Step 1: Identify what your child is passionate about.

Listen carefully when your child shares his or her passions and dreams. When children dream they are not confined by “reasonable” boundaries; anything they can imagine is within their grasp. Too many adults have dreams and visions unrealized because they were told, “That can never happen.” Too many adults are in unfulfilling careers because they do not align with God’s plan and purpose for their lives.

When you see the natural excitement in your child focusing in a certain direction, fuel that vision with genuine interest and support. These passions and interests will motivate and inspire your child to continually learn about the world around them. Ask God to reveal to you what special giftings your child has. Then pray for wisdom and direction in how to support your child. Jeremiah 29:11 says: “‘For I know the plans I have for you,’ declares the LORD, ‘plans to prosper you and not to harm you, plans to give you hope and a future’” (NIV). Encourage your child to dream big because God placed those passions in your child for His greater purpose. There is no telling what He has in store for them!

Step 2: Determine how your child learns.

Each one of us has a specific way of processing information, making sense of it, and making connections. For this reason, many teachers like to incorporate theories such as Howard Gardner’s Theory of Multiple Intelligences in the classroom to capitalize on their students’ individual strengths. Gardner suggests that there is not one specific way that intelligence can be measured in an individual, but that capacity for intelligence will look different from person to person.1 When we encourage our children to approach learning in a manner that naturally makes sense to them, we help foster connections and maintain a passion and excitement for learning.

Step 3: Play with your child.

A common discussion point in early childhood education is about the importance of teaching children how to play. When we were young, we turned piles of yarn into plates of “spaghetti” and pretended we were cooking in a fancy restaurant. Or we turned a box into a “pirate ship” and faced the tumultuous sea. Today, toys are so realistic that they do not require any imagination.  We pull children into our adult world so quickly, when we would actually benefit more by entering their world of imagination and play.
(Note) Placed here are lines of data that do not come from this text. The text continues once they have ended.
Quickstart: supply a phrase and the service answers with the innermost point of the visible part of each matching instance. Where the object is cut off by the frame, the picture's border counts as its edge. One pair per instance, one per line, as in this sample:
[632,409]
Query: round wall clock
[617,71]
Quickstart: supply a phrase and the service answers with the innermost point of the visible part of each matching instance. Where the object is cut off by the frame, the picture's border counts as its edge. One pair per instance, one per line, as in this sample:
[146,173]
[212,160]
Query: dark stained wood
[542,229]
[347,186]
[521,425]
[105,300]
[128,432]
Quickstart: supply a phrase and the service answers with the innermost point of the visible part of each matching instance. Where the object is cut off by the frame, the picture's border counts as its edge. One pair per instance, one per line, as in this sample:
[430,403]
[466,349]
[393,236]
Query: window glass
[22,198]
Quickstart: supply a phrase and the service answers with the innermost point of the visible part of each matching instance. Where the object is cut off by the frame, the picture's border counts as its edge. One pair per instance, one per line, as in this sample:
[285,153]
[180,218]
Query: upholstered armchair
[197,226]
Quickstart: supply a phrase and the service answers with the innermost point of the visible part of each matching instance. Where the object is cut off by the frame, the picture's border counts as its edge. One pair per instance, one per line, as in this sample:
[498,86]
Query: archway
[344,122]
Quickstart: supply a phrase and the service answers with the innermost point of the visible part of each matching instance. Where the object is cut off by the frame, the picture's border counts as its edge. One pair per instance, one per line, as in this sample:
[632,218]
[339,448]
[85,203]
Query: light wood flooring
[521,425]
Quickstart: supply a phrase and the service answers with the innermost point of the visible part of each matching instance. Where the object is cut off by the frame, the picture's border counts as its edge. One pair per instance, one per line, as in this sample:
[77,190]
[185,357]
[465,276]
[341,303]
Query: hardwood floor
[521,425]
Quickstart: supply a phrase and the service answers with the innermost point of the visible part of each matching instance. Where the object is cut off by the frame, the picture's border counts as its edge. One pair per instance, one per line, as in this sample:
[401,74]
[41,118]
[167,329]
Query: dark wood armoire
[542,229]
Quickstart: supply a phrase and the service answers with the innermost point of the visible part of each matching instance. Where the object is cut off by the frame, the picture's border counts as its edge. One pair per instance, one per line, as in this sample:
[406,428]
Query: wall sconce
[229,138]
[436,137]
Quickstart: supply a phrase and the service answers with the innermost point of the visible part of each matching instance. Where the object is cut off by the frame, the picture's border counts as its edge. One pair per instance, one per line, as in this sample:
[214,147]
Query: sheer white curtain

Imaginative play develops important academic and social skills, but also helps relieve the daily stress that zaps our energy. Not only can we model for our children how to play again, but by engaging in fun, silly, and adventurous play, we share in their excitement. That helps to renew our strength. This is such a wonderful opportunity to build connections with our children and show them how important they are to us.

Step 4: Ask questions.

Take every opportunity to interact with your child and ask plenty of questions. “What do you think happens when…?” Or “Why do you think it does that when…?” These types of questions encourage children to think beyond what they can see and already know, and stretches them to discover more. When your children ask you questions, do not be afraid to say, “I don’t know.” This is one of the most powerful things that you can say! “I don’t know. What do you think happens when…?” Or “I don’t know, but how do you think we can find the answer?” Or even “I don’t know, but I would love to find out with you!”

When you ask questions, you are modeling for your child that learning is a lifelong process. You are showing them that God designed their brains to learn and solve problems and they are very capable of doing so. They will have the confidence to know that you are there every step of the way to support them as they learn and grow.

Notes:

  1. Gardner, Howard, Frames of Mind: The Theory of Multiple Intelligences, New York: Basic Books 1983.